How to Get a Patent
How do you get a patent for your invention? First things first:
Go to the source for the best information. Here is a link to
the U.S. Patent Office site: http://www.uspto.gov
. Believe it or not, they have a very useful and usable site.
Near the bottom of the first page you'll see a link to "Inventor
Resources." There you'll find all the details on what can
be patented, how to do it, how many years a patent is good for,
and the current fees.
Get a Patent Quickly
Provisional Patent Applications, made available by a recent
act of congress, give you the fastest and cheapest way to protect
your new product or invention. Filing this lets you claim "patent
pending" status for your invention for 12 months. The fees
may change, but it is around $100 as I write this (February 2006).
You have to proceed with the formal patent application within
that 12 months if you want to continue your protection.

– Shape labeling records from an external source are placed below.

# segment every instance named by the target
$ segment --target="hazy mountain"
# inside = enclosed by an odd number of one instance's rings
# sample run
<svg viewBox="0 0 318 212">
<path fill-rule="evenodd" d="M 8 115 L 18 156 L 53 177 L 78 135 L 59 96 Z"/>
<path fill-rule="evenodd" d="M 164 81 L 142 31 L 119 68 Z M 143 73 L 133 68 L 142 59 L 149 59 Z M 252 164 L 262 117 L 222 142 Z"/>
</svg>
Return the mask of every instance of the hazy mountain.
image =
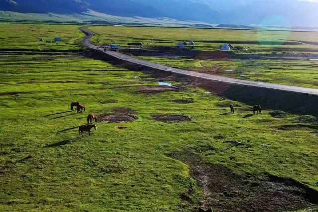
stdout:
<svg viewBox="0 0 318 212">
<path fill-rule="evenodd" d="M 63 14 L 93 11 L 210 24 L 318 26 L 318 4 L 298 0 L 0 0 L 0 10 Z"/>
</svg>

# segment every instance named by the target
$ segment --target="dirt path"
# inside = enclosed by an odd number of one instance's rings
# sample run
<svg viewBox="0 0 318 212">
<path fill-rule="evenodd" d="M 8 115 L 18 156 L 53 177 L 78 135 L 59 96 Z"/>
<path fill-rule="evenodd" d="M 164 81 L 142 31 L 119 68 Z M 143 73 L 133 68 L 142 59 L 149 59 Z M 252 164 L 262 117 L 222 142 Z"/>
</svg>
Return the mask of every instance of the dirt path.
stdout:
<svg viewBox="0 0 318 212">
<path fill-rule="evenodd" d="M 117 59 L 133 63 L 135 64 L 138 64 L 159 70 L 169 71 L 172 73 L 175 73 L 179 74 L 185 75 L 204 79 L 208 79 L 212 81 L 218 81 L 230 84 L 236 84 L 248 86 L 262 87 L 275 90 L 284 90 L 285 91 L 306 93 L 308 94 L 318 95 L 318 89 L 316 89 L 307 88 L 305 87 L 296 87 L 289 85 L 283 85 L 277 84 L 272 84 L 266 82 L 258 82 L 256 81 L 248 81 L 241 79 L 237 79 L 232 78 L 225 77 L 223 76 L 210 75 L 206 73 L 199 73 L 180 69 L 176 69 L 166 66 L 163 66 L 154 63 L 151 63 L 148 61 L 137 59 L 132 57 L 119 53 L 115 51 L 105 50 L 102 48 L 98 48 L 98 47 L 97 47 L 97 46 L 90 43 L 90 39 L 93 36 L 95 36 L 95 34 L 83 28 L 81 28 L 81 30 L 83 31 L 83 32 L 87 35 L 87 36 L 86 36 L 85 38 L 84 38 L 84 40 L 83 40 L 82 44 L 88 48 L 91 49 L 94 49 L 101 52 L 103 52 Z"/>
</svg>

The advantage here is that it gives you a year to see if you
have a marketable product. For a lot less money than patenting
your invention, you can protect it, so you can show it to manufacturers
and attempt to get a licensing deal. If you can't get any interest
within a year, you are free to drop the idea without having spent
thousands of dollars unnecessarily.
What can be patented utility patents are provided
for a new, non-obvious and useful:
Process
Machine
Article of manufacture
Composition of matter
Improvement of any of the above
Note: In addition to utility patents, encompassing one of the
categories above, patent protection is available for (1) ornamental
design of an article of manufacture or (2) asexually reproduced
plant varieties by design and plant patents.
What cannot be patented:
Laws of nature
Physical phenomena
Abstract ideas
Literary, dramatic, musical, and artistic works (these can be
Copyright protected). Go to the Copyright Office.
Inventions which are:
Not useful (such as perpetual motion machines); or
Offensive to public morality
Invention must also be:
Novel
Non-obvious
Adequately described or enabled (for one of ordinary skill in
the art to make and use the invention)
Claimed by the inventor in clear and definite terms
More Information
Use the link above to the Patent Office and look over all
the resources there. For trademark information, you can also
go to the Patent Office site and use the link on the home page.
They have made online trademark research fairly easy now.